Sunday, August 21, 2016

Anxiety

Every night, it's the same dream. I always find myself all alone in a dark corridor. Always there is this feeling of dread whenever I find myself there. Always there is this feeling of an imminent yet invisible threat that I know—or, I don't know—is there. Always there. Always watching. Always waiting.

I always call out for someone—anyone. But in vain. I knew I was alone. I always was. I guess calling out was just my way of confirming it. I knew I was alone. I always was. But I really can't shake this ominous feeling that I wasn't.

The silence was deafening. Almost literally. It's as if the blackness of the dark corridor is threatening to swallow me whole. A yawning gaping maw that lets out so much power that I feel pressure build up in my ears and in my chest. I can't hear. I can't breathe.

I knew staying where I was would only worsen the feeling. Sure enough, when I took my first steps, I felt a gradual sense of ease wash over me. It was odd. I knew what I needed to do. I knew that taking those steps would lessen the pressure inside me but I just don't know why. What I knew though was that had I stayed where I was, whatever it was I sensed when I first arrived there will get me.

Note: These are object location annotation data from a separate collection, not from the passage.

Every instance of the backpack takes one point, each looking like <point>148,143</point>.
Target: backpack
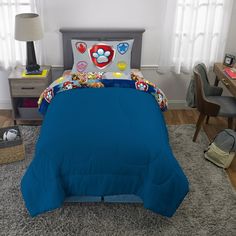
<point>221,150</point>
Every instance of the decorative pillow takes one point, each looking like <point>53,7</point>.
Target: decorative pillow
<point>101,56</point>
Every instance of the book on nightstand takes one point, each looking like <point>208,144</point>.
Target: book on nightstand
<point>231,72</point>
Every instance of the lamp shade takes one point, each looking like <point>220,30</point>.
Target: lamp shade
<point>28,27</point>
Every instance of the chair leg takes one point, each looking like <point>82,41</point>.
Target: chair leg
<point>230,122</point>
<point>198,126</point>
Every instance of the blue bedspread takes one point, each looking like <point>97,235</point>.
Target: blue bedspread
<point>100,142</point>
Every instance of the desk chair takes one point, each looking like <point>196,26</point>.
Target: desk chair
<point>224,106</point>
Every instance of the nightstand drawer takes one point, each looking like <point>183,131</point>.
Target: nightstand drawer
<point>27,88</point>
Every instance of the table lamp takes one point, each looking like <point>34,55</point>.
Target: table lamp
<point>28,28</point>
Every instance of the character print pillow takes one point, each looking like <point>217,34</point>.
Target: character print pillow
<point>101,56</point>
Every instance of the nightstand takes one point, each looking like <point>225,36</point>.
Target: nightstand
<point>27,90</point>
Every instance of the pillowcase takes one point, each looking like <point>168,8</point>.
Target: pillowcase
<point>101,56</point>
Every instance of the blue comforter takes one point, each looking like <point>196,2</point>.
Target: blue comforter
<point>101,142</point>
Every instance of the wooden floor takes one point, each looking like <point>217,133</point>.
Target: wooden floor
<point>172,117</point>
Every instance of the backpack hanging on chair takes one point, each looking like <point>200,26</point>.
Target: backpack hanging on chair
<point>222,150</point>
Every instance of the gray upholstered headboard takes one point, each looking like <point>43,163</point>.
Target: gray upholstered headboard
<point>102,35</point>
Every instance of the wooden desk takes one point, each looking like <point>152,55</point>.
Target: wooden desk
<point>229,83</point>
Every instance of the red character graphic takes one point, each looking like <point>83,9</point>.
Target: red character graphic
<point>141,85</point>
<point>101,55</point>
<point>81,47</point>
<point>67,85</point>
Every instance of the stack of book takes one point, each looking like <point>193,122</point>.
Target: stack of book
<point>231,72</point>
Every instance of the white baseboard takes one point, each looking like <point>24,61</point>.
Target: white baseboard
<point>5,105</point>
<point>177,105</point>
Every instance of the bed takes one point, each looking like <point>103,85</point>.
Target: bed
<point>109,144</point>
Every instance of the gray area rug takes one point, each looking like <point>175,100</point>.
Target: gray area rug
<point>208,209</point>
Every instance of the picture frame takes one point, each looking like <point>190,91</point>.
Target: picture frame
<point>229,60</point>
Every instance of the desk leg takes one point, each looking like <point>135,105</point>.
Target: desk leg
<point>216,81</point>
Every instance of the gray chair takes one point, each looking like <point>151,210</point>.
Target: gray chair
<point>224,106</point>
<point>208,89</point>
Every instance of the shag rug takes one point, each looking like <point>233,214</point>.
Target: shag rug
<point>208,209</point>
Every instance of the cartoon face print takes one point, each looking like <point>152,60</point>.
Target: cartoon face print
<point>141,85</point>
<point>67,85</point>
<point>101,55</point>
<point>122,48</point>
<point>81,47</point>
<point>48,94</point>
<point>81,66</point>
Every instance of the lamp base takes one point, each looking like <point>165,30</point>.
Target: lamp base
<point>32,68</point>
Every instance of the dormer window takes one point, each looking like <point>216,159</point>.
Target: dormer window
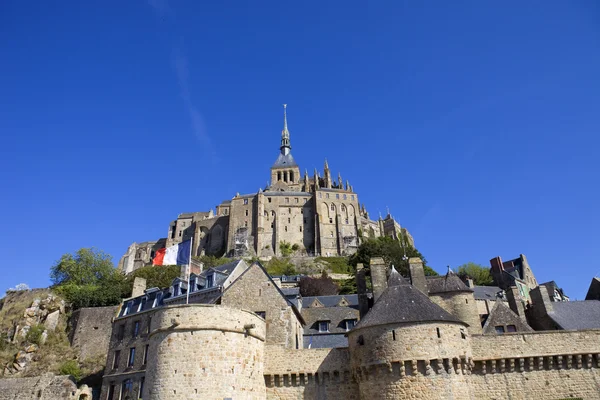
<point>323,326</point>
<point>157,300</point>
<point>350,323</point>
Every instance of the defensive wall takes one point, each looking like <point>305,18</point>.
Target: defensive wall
<point>536,365</point>
<point>91,329</point>
<point>44,387</point>
<point>206,352</point>
<point>310,374</point>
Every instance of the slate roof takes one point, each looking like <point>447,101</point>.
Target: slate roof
<point>403,303</point>
<point>335,315</point>
<point>285,161</point>
<point>487,292</point>
<point>331,301</point>
<point>576,315</point>
<point>447,283</point>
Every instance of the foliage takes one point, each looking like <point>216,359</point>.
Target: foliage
<point>480,274</point>
<point>88,279</point>
<point>285,248</point>
<point>336,265</point>
<point>321,286</point>
<point>34,334</point>
<point>280,266</point>
<point>156,276</point>
<point>392,251</point>
<point>72,368</point>
<point>19,287</point>
<point>212,261</point>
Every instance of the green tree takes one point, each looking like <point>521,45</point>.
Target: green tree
<point>480,274</point>
<point>88,278</point>
<point>392,251</point>
<point>156,276</point>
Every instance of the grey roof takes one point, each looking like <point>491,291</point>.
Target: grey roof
<point>335,315</point>
<point>404,304</point>
<point>486,292</point>
<point>576,315</point>
<point>325,341</point>
<point>288,292</point>
<point>331,301</point>
<point>285,161</point>
<point>447,283</point>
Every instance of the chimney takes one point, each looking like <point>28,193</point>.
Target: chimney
<point>515,302</point>
<point>541,299</point>
<point>378,277</point>
<point>139,286</point>
<point>361,285</point>
<point>417,274</point>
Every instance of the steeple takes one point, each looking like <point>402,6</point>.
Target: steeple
<point>285,134</point>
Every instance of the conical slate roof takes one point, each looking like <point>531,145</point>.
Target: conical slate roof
<point>402,303</point>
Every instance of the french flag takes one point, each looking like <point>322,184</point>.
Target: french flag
<point>174,255</point>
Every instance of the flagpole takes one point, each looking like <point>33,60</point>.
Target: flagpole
<point>187,296</point>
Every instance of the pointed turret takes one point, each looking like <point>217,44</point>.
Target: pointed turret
<point>285,134</point>
<point>327,175</point>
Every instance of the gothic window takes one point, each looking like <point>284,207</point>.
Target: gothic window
<point>131,358</point>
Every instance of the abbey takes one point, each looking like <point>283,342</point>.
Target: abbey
<point>321,215</point>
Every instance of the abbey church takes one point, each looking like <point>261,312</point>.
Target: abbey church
<point>316,214</point>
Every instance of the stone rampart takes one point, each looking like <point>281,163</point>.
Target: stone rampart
<point>309,374</point>
<point>45,387</point>
<point>537,365</point>
<point>205,351</point>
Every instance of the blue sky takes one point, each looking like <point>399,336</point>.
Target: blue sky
<point>476,122</point>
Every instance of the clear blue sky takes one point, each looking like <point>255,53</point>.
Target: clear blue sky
<point>477,123</point>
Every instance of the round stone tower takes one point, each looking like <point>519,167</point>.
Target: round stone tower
<point>205,352</point>
<point>409,347</point>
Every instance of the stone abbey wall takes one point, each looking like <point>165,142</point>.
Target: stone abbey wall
<point>208,352</point>
<point>310,374</point>
<point>537,365</point>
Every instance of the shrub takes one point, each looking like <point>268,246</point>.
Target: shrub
<point>34,334</point>
<point>72,368</point>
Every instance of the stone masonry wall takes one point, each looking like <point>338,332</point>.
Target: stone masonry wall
<point>256,292</point>
<point>537,365</point>
<point>91,329</point>
<point>45,387</point>
<point>419,361</point>
<point>205,352</point>
<point>309,374</point>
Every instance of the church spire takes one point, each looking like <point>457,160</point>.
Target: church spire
<point>285,134</point>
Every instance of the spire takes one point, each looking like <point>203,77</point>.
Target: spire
<point>285,134</point>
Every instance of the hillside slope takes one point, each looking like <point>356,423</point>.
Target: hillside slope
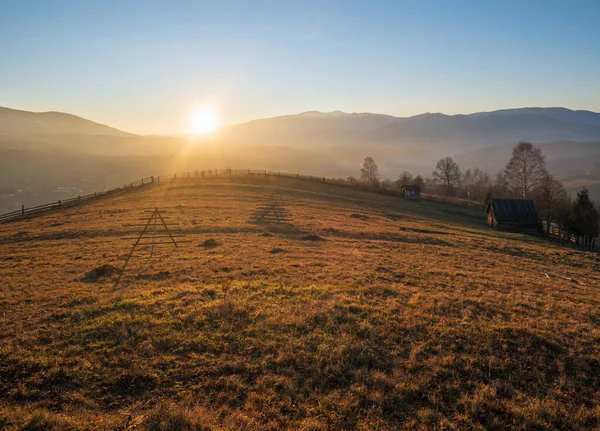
<point>18,123</point>
<point>369,312</point>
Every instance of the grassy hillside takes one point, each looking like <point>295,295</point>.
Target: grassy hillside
<point>369,312</point>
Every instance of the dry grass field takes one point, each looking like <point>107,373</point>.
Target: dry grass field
<point>368,312</point>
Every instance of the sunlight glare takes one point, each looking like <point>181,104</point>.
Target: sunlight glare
<point>203,120</point>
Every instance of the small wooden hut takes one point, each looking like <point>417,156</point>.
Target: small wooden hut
<point>513,214</point>
<point>411,191</point>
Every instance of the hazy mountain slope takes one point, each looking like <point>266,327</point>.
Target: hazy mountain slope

I groped my way in the darkness and soon enough, as if on cue, the corridor became dimly lit with this red light. Like the one you see in a darkroom—you know, the workshop where photographers develop their films into pictures. Anyway, I continued walking along the now crimson-lit corridor until I see a door. It was a light plastic door with a lockless knob and I opened it no problem and continued on until I see another one.

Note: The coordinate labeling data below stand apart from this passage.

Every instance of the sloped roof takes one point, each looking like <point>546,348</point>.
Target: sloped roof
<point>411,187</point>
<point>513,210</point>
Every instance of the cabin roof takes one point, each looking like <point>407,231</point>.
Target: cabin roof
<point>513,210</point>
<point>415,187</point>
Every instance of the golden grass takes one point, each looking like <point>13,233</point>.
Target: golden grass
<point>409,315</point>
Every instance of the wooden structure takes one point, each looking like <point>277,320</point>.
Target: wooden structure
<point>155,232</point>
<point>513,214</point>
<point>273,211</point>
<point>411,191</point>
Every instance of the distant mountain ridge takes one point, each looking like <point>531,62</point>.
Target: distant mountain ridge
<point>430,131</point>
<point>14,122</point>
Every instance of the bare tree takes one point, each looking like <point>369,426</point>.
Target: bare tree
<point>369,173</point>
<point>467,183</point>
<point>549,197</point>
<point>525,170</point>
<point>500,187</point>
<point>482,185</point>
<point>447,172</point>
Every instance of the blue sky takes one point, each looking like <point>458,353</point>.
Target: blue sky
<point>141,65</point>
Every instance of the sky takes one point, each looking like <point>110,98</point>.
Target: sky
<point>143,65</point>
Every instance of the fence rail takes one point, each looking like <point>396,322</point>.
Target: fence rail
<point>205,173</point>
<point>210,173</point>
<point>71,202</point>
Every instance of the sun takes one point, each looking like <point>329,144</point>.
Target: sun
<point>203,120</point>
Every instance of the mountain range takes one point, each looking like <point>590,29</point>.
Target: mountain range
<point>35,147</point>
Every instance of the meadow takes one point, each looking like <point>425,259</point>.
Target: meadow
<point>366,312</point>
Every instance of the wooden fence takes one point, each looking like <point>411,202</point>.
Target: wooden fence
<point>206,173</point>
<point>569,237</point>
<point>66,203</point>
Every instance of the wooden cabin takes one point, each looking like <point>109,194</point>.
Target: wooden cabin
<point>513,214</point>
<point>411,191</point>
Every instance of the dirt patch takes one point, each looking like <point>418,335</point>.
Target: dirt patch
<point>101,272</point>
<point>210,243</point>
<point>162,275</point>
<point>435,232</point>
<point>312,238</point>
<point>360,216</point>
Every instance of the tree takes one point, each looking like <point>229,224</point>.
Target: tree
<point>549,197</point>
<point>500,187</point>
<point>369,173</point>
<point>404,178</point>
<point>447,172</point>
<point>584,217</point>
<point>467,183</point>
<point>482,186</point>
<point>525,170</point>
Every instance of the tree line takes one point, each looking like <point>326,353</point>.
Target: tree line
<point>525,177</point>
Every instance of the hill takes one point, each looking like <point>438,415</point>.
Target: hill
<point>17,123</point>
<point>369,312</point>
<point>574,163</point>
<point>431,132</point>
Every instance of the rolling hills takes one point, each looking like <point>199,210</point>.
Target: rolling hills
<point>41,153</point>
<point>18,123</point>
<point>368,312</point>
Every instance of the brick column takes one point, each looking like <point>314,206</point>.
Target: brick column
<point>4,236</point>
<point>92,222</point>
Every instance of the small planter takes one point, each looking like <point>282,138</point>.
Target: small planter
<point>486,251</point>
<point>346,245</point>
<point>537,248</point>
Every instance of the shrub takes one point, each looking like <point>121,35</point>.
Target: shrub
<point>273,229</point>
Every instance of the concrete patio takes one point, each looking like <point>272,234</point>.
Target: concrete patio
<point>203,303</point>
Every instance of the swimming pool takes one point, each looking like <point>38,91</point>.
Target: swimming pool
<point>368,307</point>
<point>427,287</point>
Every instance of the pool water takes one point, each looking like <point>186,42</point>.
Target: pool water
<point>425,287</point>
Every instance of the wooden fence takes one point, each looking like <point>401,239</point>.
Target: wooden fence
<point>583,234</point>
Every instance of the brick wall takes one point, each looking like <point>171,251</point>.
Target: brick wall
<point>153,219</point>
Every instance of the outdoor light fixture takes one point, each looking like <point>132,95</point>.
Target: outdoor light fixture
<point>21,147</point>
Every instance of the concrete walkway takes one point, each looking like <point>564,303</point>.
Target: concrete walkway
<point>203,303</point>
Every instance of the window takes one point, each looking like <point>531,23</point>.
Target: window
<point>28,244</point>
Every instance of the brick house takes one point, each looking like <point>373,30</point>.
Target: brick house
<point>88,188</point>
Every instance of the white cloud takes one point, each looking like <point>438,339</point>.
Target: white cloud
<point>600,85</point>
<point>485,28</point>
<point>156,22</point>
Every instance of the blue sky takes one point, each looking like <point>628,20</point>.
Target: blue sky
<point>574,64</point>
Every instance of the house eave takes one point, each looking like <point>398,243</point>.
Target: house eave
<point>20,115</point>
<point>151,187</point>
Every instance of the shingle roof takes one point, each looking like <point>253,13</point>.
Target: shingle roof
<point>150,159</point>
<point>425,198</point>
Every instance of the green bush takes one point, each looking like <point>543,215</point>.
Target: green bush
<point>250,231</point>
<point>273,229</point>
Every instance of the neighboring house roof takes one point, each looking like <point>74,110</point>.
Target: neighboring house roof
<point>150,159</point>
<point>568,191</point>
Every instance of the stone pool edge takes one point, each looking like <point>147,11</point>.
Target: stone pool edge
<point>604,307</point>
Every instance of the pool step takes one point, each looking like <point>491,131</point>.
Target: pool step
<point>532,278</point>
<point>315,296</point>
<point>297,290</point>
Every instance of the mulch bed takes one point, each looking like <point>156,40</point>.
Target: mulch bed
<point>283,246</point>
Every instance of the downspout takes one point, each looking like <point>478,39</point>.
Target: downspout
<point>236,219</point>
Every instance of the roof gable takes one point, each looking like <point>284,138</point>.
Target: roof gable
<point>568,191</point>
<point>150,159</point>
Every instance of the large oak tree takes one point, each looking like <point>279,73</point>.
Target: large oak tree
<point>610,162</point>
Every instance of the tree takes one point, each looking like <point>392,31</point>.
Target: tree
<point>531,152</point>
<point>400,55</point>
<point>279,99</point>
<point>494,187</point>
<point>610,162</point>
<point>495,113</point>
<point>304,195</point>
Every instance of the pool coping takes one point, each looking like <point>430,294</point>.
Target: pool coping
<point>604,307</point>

This time the door was of wood with a rusted knob and a chain lock. I undid the chain lock but the knob was so rusted I can't even get it to turn. Moments passed as I was trying to get the door to budge but it felt like hours. Little by little, I began to felt that sense of dread in me again and that feeling that someone—something—is watching me.

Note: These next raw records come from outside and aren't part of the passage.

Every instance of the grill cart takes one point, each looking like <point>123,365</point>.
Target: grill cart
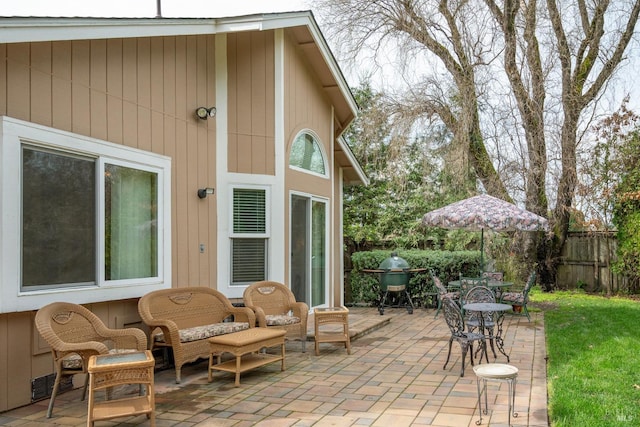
<point>393,275</point>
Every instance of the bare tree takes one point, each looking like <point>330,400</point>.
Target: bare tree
<point>433,29</point>
<point>555,81</point>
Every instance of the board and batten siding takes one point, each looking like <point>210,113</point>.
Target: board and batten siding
<point>251,100</point>
<point>139,92</point>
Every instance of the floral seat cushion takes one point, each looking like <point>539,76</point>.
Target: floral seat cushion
<point>281,320</point>
<point>513,297</point>
<point>207,331</point>
<point>74,361</point>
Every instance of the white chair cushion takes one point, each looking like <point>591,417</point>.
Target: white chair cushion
<point>206,331</point>
<point>281,320</point>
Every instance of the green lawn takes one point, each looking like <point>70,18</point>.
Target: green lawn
<point>593,371</point>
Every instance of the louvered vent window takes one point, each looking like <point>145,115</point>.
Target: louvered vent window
<point>307,155</point>
<point>249,238</point>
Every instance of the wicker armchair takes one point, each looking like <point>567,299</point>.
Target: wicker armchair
<point>75,334</point>
<point>276,306</point>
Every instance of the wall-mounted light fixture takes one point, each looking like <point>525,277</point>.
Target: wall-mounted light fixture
<point>204,192</point>
<point>204,112</point>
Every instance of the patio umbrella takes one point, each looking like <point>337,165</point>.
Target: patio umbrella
<point>479,212</point>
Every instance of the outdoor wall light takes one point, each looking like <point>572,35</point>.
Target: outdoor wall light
<point>204,113</point>
<point>204,192</point>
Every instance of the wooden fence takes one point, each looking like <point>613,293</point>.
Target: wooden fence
<point>586,263</point>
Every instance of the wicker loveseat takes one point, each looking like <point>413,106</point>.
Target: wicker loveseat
<point>184,318</point>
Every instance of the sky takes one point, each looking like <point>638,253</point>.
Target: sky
<point>147,8</point>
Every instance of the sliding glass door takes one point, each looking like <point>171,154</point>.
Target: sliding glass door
<point>309,249</point>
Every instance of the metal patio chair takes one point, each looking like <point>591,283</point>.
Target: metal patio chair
<point>455,321</point>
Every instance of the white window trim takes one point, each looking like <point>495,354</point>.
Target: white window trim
<point>323,152</point>
<point>266,235</point>
<point>13,134</point>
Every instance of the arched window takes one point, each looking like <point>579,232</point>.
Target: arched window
<point>307,154</point>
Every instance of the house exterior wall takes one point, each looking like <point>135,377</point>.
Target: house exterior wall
<point>142,93</point>
<point>251,98</point>
<point>306,108</point>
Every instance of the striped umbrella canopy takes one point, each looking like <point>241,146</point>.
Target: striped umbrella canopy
<point>482,212</point>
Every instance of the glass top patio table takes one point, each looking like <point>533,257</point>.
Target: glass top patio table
<point>493,333</point>
<point>492,284</point>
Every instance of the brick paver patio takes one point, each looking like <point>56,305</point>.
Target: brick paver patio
<point>394,377</point>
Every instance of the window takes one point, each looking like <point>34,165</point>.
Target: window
<point>250,235</point>
<point>306,154</point>
<point>58,219</point>
<point>80,216</point>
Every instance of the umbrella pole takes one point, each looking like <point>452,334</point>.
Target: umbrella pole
<point>481,251</point>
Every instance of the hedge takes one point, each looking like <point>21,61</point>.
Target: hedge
<point>448,265</point>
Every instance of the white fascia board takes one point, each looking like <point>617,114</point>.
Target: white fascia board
<point>352,159</point>
<point>20,30</point>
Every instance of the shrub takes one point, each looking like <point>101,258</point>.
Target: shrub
<point>448,265</point>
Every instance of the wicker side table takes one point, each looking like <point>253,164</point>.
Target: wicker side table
<point>245,343</point>
<point>331,316</point>
<point>111,370</point>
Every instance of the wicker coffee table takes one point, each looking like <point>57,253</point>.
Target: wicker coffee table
<point>332,316</point>
<point>244,345</point>
<point>110,370</point>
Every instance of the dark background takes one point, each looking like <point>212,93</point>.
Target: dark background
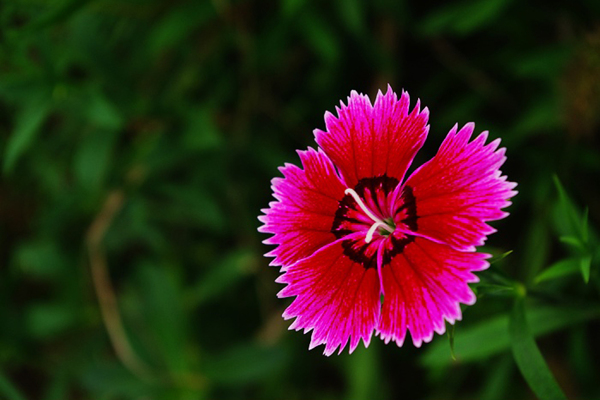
<point>138,140</point>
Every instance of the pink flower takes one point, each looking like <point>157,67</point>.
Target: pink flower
<point>363,249</point>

Whatever it was, it wasn't good. It was calling out to me. Reaching out to me. The corridor was gradually becoming black again and I felt once again this sense of dark power—this, this feeling of hopelessness. Panicking now, I forced turning the knob with all my might but I felt that I'm only doing so little to actually turn it.

The red light is almost gone and the darkness is once again taking over. I hit the door with my shoulders, forcing with all of my strength to open the door. I succeeded, but once again I cannot see. Once again, I cannot breathe. I sprinted, groping my way once again looking for that eerie red light that became a symbol of comfort for me.

After what seemed like an eternity I stopped. Don't get me wrong I wasn't tired. I might have sprinted for minutes or hours or days—I don't know—but I wasn't tired. What stopped me now was the feeling of an intense aversion towards my destination. An instinctive animal fear, if you will. I don't know, I just... I just felt that going to where I was going to was more dangerous. The red light was back although it was now more sinister. I looked around me. There was nothing. Nothing but the vast emptiness and what seemed like grimy concrete that makes the walls of this God-forsaken corridor.

Afraid, I pressed on. And all this time I walked I got this feeling that I was being watched, and that watcher was just behind me—no—beside me. I can almost feel its breath on my neck. It was urging me on.

The crimson light is getting darker once again and I see at the end of the corridor a steel door. I ran to it, hoping against hope that it was unlocked. It wasn't. Suddenly, all of my senses seemed to work in overdrive. I sensed it. I felt it.

It's here.

I tried to open the door but it had a deadbolt. I kept looking for the key but always there was none. Tears started to stream from my eyes and my panicking hands tried to turn the knob but to no avail. I tried pushing the door like I did the previous one but I know that that effort too is useless.

It's dark now. Pitch black. My first instinct was to run back to where I came from but I know there's no going back. Despair crept into me then. There was also no going forward. The darkness was going to swallow me. Or have already swallowed me—I don't know.

I woke up then. I was sweating and shaking.

I heard a rustle underneath my bed. Instantly, my still-shaken nerve cried in terror and I covered myself in sheets in a juvenile attempt to shield myself. The sensation of dread returned to me. It was dark—so dark. I closed my eyes for a while and when I opened them, I was back in the corridor.

It is at this time that I felt my sanity was slipping. I cannot tell anymore which is real: the corridor or my room. I remember my room, so that must be real right? What's frightening me though was how greatly detailed my memories of that corridor are. So... would that mean that that is real too?

And the monster... God, the monster. Awake or asleep, I feel its looming presence. Whether or not I open that steel door makes no difference. It has always been watching me—no, it's with me. It has always been with me and that's what scares me most. I cannot see it, but it's here alright.


It's in my head, you see, eating away at the remaining vestiges of my sanity.